Image acquisition and analysis
Images of the bone graft area were obtained using a ProMax 3D device with tube voltage range of 60–84 kV, tube current range of 9–16 mA, exposure time of 6 s (high-frequency pulse exposure, cumulative exposure time), and image resolution no less than 2.0 line pairs per millimetre (lp/mm) (Planmeca Oy, Helsinki, Finland). Data were stored in DICOM format. 3D images were obtained by CBCT at 1 week and at 3 months (±3 days) after surgery. For consistency, CBCT scans of all participants were performed by the same radiologist. Images were then uploaded into Simplant 11.04 software (Materialise Inc., Leuven, Belgium) to reconstruct the bone graft area of the alveolar cleft. Measurements were repeated three times on different days with no reference to the original data. The average of the three measurements was used for the final data analysis.
Measurement of the bone graft volume
The boundary between the bone graft and the native bone could be seen clearly on the images. The bone graft area was outlined in the coronal, sagittal, and horizontal views ( Fig. 1 ). Every plane was labelled layer by layer. The labelled planes were accumulated and imported into Simplant 11.04 software. 3D images were reconstructed automatically. Finally, the volumes of the bone grafts were calculated ( Fig. 2 ).

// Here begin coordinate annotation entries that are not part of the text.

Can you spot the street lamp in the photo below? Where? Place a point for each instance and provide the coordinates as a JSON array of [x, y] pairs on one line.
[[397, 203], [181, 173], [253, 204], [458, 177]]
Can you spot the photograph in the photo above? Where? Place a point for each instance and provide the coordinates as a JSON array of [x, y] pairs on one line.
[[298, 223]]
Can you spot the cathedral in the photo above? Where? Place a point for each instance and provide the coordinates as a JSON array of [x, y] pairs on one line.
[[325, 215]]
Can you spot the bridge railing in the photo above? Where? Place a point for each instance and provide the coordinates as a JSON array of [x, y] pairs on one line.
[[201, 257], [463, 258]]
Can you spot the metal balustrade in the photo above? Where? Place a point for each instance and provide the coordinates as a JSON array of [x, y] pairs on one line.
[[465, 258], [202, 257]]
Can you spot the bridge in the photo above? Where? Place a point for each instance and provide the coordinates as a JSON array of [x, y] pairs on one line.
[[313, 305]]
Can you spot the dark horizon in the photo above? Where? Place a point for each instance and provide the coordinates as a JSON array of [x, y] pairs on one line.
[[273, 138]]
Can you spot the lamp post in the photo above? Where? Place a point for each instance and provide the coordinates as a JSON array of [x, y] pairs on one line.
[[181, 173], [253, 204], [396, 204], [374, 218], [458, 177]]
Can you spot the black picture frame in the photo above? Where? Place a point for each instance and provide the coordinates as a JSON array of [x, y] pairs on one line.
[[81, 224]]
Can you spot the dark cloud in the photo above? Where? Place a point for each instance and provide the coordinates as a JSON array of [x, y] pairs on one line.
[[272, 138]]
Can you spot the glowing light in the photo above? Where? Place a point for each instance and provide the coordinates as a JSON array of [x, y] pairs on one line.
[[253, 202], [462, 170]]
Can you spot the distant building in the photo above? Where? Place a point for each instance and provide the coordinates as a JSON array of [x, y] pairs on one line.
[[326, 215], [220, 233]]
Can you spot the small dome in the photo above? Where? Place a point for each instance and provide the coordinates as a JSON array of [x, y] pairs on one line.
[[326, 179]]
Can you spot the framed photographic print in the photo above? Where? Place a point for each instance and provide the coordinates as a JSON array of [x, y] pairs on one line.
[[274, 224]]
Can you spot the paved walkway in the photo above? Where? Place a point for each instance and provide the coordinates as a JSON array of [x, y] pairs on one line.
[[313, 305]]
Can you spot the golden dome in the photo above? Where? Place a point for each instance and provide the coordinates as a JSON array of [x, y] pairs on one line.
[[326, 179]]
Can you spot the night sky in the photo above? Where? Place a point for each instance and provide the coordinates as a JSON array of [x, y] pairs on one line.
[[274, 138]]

A paired t -test was used to compare the absorption rates of the bone graft between 1 week and 3 months after alveolar bone grafting. All analyses were performed using IBM SPSS Statistics version 19.0 software (IBM Corp., Armonk, NY, USA). A P -value of <0.05 was considered statistically significant.

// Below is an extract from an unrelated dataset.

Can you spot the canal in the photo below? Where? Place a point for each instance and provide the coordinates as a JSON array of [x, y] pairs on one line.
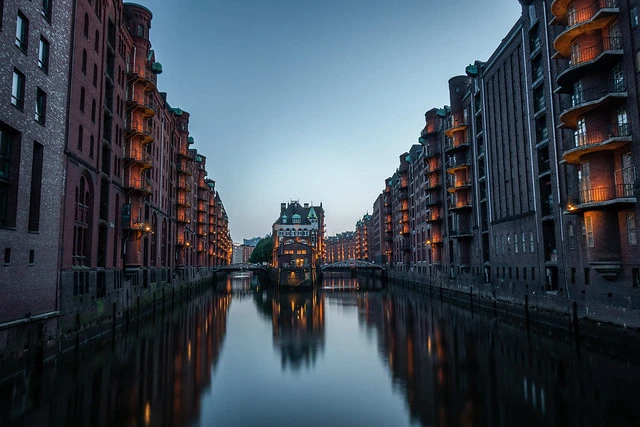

When the GBR technique was not used, the average volume of the bone graft was 2455.04 ± 654.14 mm 3 at 1 week and 1566.79 ± 441.93 mm 3 at 3 months (±3 days) after alveolar bone grafting, giving a bone graft resorption rate of 36.50 ± 5.04%. In the GBR group, the average volume of the bone graft was 2497.05 ± 690.10 mm 3 at 1 week and 1692.68 ± 430.33 mm 3 at 3 months (±3 days), giving a resorption rate of 31.69 ± 5.50%. The bone resorption rate was significantly higher in the non-GBR group than in the GBR group ( P = 0.017) ( Fig. 3 ).